Synaptic GABA_A receptors mediate fast phasic inhibition, have a lower affinity for GABA than the extrasynaptic sites, and are responsible for tonic inhibition. Because of their higher affinity for GABA, extrasynaptic receptors are continuously activated by the small amounts of endogenous GABA present in the local environment. Whereas the most abundant synaptic receptor is composed of α-, β-, and γ-subunits, the extrasynaptic site contains α₄- or α₆-, β-, and δ-subunits (25). Extrasynaptic GABA_A receptors are targets for steroids, ethanol, general anesthetics, convulsants, hypnotics, and analgesics (26). The rigid GABA analog 4,5,6,7-tetrahydroisoxazolo (5,4-c)pyridine-3-(-ol) (THIP) is an example of an extrasynaptic GABA_A receptor agonist (27). Like GHB, THIP activates αβδ-containing GABA_A receptors and displays a range of interesting CNS effects.

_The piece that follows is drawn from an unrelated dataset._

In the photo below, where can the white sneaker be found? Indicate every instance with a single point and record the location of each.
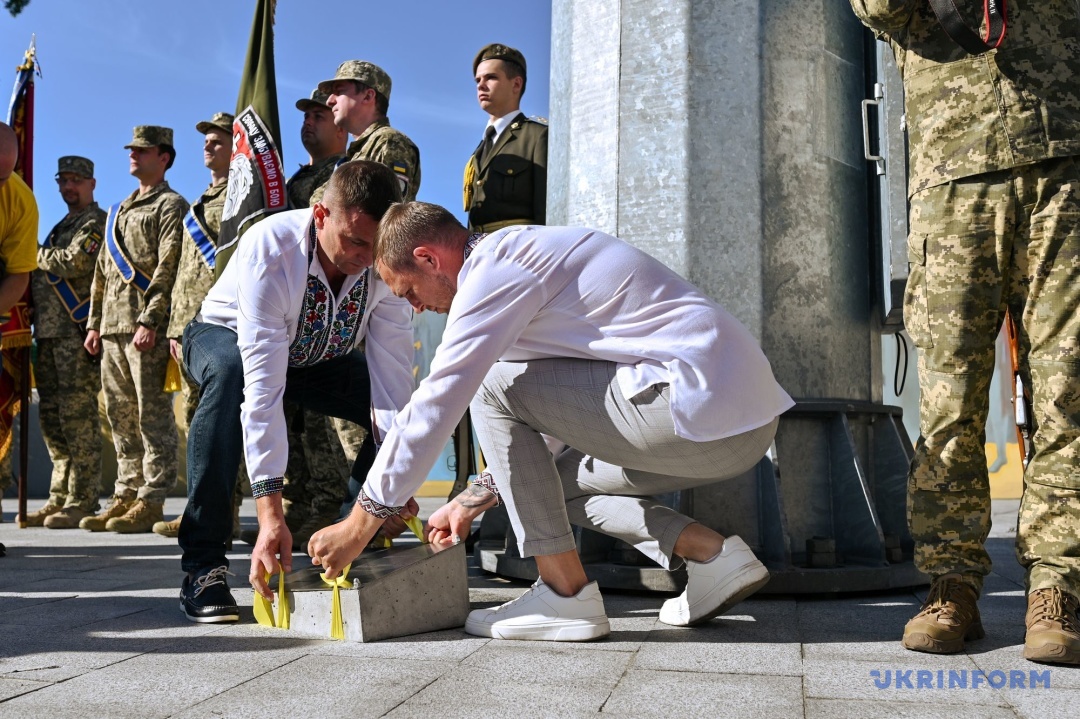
(715, 586)
(541, 613)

The discovery that the effects of GHB are due to an interaction with extrasynaptic α₄β₁δ GABA_A receptors opens the way to designing more selective agents for this site. The synthesis of such compounds could lead to the development of a new class of drugs for the treatment of anxiety, pain, insomnia, epilepsy, and other conditions associated with GABAergic dysfunction.